Today is 16wk2d, and was worried about not hearing LO heartbeat yesterday on doppler, after hearing every day from 12wks.

Thought it was nothing and refused to try again last night until scan today.

Went for scan, baby was measured for various sizing up they need, and was informed there was no heartbeat and she had gone to sleep :(

Had a second Dr come and check, and got referred to my local hospital for tomorrow.


Im absolutely terrified tbh, and hoping that if its not too painful you may be able to share your "experiences" with me with this?
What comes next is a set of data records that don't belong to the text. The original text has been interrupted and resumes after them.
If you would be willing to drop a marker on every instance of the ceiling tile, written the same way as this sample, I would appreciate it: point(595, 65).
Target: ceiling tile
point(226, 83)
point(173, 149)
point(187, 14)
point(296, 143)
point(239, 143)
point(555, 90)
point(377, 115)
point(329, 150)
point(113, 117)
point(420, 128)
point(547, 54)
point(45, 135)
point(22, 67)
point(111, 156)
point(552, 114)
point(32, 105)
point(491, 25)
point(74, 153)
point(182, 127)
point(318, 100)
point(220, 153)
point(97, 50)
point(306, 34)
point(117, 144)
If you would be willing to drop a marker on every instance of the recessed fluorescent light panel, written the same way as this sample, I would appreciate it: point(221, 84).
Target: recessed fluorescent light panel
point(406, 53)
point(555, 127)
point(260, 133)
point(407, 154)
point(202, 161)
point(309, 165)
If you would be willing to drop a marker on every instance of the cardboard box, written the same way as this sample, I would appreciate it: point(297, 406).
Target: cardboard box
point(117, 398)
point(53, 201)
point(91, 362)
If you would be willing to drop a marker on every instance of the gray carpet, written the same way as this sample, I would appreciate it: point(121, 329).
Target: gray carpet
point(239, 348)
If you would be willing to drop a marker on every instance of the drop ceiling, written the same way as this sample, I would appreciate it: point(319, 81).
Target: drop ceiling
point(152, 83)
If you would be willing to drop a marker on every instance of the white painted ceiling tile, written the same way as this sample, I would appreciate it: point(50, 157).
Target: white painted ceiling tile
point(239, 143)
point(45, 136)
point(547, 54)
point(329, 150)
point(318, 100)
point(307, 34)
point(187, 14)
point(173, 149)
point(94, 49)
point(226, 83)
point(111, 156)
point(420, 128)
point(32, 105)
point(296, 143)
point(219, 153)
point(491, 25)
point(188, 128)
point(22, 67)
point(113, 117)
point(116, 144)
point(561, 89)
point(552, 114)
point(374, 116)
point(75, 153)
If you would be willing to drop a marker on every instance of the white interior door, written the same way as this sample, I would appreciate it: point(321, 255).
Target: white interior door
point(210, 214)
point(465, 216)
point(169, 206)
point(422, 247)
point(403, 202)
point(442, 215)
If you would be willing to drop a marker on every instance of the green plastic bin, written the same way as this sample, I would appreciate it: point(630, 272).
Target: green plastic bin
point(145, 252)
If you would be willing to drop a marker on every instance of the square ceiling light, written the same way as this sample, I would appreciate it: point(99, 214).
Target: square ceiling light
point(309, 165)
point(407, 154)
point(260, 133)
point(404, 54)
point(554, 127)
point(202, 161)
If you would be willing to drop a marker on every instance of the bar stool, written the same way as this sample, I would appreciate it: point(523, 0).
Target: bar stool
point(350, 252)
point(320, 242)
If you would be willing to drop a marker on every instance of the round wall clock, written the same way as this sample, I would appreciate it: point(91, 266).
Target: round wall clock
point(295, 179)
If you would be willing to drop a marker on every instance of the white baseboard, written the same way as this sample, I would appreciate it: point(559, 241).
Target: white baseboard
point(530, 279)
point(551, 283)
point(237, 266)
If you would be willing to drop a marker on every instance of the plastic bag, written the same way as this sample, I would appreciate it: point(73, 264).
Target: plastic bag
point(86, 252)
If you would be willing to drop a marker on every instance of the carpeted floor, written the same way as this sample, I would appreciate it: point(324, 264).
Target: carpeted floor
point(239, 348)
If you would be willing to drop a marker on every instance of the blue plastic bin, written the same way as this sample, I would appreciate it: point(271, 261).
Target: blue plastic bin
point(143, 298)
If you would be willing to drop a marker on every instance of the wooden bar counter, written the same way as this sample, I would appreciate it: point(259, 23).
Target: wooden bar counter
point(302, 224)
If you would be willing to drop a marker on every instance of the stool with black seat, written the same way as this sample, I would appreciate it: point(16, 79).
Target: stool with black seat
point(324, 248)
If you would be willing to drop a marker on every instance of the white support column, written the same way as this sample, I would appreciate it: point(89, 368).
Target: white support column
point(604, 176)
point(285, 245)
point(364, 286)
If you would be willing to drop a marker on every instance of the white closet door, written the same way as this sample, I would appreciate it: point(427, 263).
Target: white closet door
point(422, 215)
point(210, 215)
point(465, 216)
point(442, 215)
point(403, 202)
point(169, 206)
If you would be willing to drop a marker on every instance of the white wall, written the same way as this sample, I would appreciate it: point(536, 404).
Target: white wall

Im going tomorrow morning for the tablets to stop the hormones (as Dr said?), and then will be induced on Sunday/Monday.


Ive never had this before, ive never been in "labour", im petrified.

I dunno what to expect, im looking forward to seeing her, and cuddling her, and have already wrote things i want to be done (like her photos & prints if i can) but i still dont know what to expect other than a teeny baby :(


Thanks in advance ladies :( Xxxx


----------



## emmsie27

Oh hunny, big :hugs: I'm sorry I'm not so good with my words tonight, but just wanted to send you love and strength xx

A year ago on Sunday I gave birth to my beautiful sleeping angel, she too was my first baby and labour, I was absolutley terrified, I thought there was no way that I could go through it. But somehow I did find the strength with the support of my OH and mum, couldn't have done it without them by my side.

Do as much as you can/want to with her, take as many pictures as you can, they will become a treasured memory for you.

Wishing you gentle days ahead :hugs::hugs: xx


----------



## babesx3

so sorry :hugs:.
I left a message on your 2nd tri post ..
My baby died at around 17 weeks ..
instead of repeating it all as its pretty painful as its his due date today, i'll post the link to my pregnancy journal with him that tells u what i went thru ...

hope it helps :hugs:

https://www.babyandbump.com/pregnancy-journals/347687-rip-baby-charlie-upsetting-birth-story-39.html

so sorry for your loss:hugs:


----------



## SassyLou

:hugs::hugs::hugs:


----------



## BabyBoyle

So sorry for you too guys, :( Horrible thing to go through..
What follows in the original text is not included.